A voz transparecia o cansaço pelas noites maldormidas. "Temos que acordar no meio da madrugada com as sirenes antiaéreas. É uma tática muito cínica de Vladimir Putin atacar durante a escuridão ou nas primeiras horas da manhã. Um terror psicológico", denuncia a jornalista, que nem sequer cogita deixar a cidade. "Lviv é minha terra natal. Espero ficar aqui, e me manter relativamente segura. No começo da guerra, eu tinha medo. Agora, não mais", desabafou.
O prefeito de Lviv, Andriy Sadovyi, explicou que a fábrica de reparo de aeronaves tinha sido desativada e, por isso, não houve baixas. O bombardeio é visto com preocupação especial pela comunidade internacional por ter ocorrido às portas da Organização do Tratado do Atlântico Norte (Otan), da qual a Polônia é país-membro. Um ataque a qualquer nação integrante da aliança militar ocidental poderia desencadear uma reação em cadeia.

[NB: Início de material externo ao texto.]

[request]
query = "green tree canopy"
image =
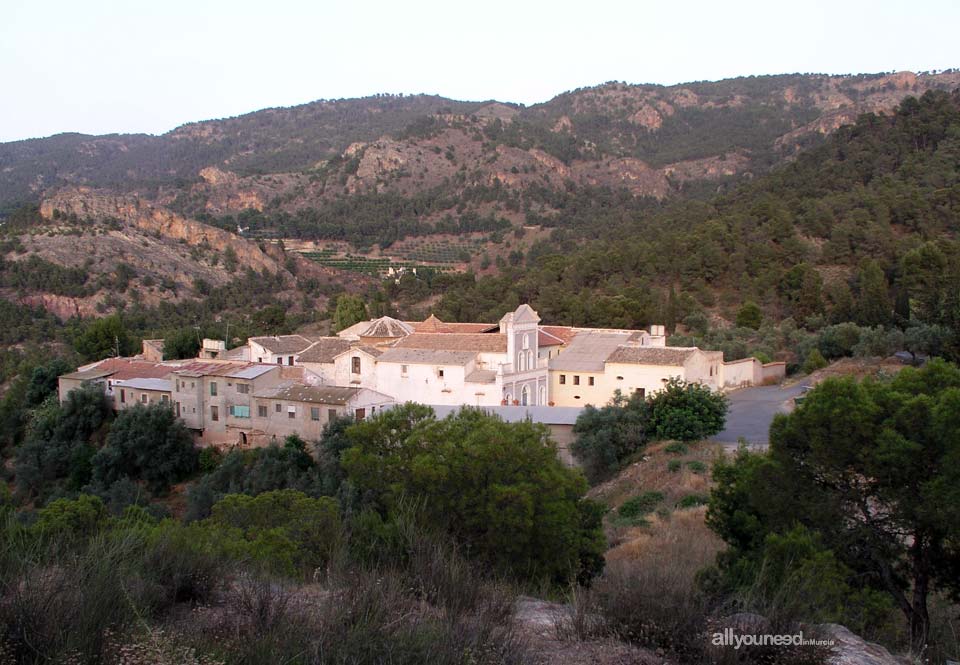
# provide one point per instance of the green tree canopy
(871, 469)
(149, 443)
(609, 435)
(687, 411)
(498, 488)
(350, 310)
(104, 338)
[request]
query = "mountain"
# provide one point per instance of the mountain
(649, 139)
(864, 228)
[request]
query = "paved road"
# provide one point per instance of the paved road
(752, 411)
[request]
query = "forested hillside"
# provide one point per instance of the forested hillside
(862, 229)
(645, 137)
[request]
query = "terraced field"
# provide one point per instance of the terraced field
(374, 266)
(439, 251)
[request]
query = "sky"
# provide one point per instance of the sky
(117, 66)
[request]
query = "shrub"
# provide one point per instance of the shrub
(147, 442)
(312, 526)
(497, 488)
(687, 411)
(608, 436)
(692, 501)
(209, 459)
(640, 505)
(814, 361)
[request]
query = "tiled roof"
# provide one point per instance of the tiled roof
(588, 351)
(651, 355)
(125, 368)
(434, 325)
(548, 415)
(230, 370)
(478, 342)
(162, 385)
(324, 350)
(283, 343)
(554, 335)
(387, 326)
(296, 392)
(427, 356)
(481, 376)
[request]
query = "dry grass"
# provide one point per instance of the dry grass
(666, 525)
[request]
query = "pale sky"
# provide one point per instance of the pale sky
(104, 66)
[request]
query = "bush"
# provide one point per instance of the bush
(209, 459)
(608, 436)
(814, 361)
(497, 488)
(640, 505)
(692, 501)
(149, 443)
(254, 472)
(312, 526)
(687, 412)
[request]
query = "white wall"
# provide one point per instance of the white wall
(343, 370)
(422, 384)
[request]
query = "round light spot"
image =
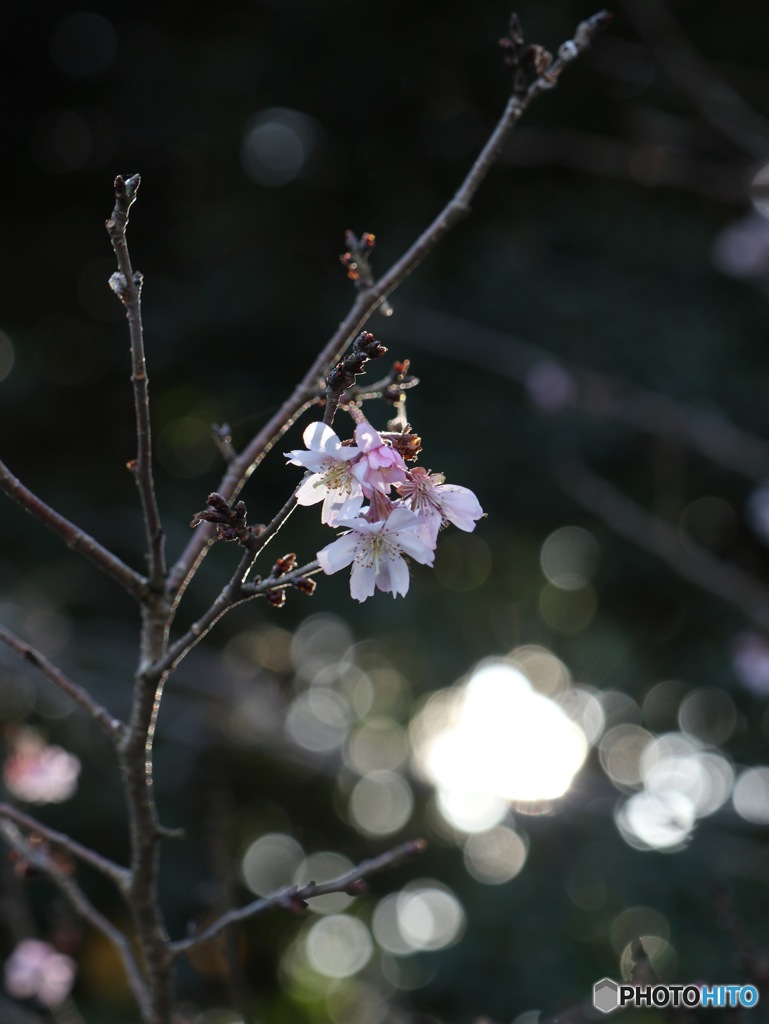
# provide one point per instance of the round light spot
(318, 720)
(321, 641)
(276, 144)
(496, 856)
(379, 743)
(270, 862)
(381, 803)
(338, 946)
(656, 821)
(751, 796)
(621, 752)
(430, 916)
(569, 557)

Natural de Sumy (leste), a gerente de projetos Karine Makarian, 30, mora em Lviv há um ano. "Lviv, assim como outras cidades da região mais ocidental da Ucrânia, tornou-se um lugar onde as pessoas que abandonaram suas casas por causa da agressão russo poderiam se sentir seguras e 'normais'. Mas a guerra não se resume mais apenas a leste, ao sul ou perto de Kiev. Os russos querem destruir nosso país, nossa nação, todos nós. Eles não vão parar", disse ao Correio Braziliense/Estado de Minas. Quando escutou as sirenes antiaéreas, no início da manhã de ontem, Karine correu imediatamente para o abrigo e entrou em contato com amigos. "Dessa vez, não fiquei chocada ou assustada. Senti medo quando ouvi o som das sirenes”.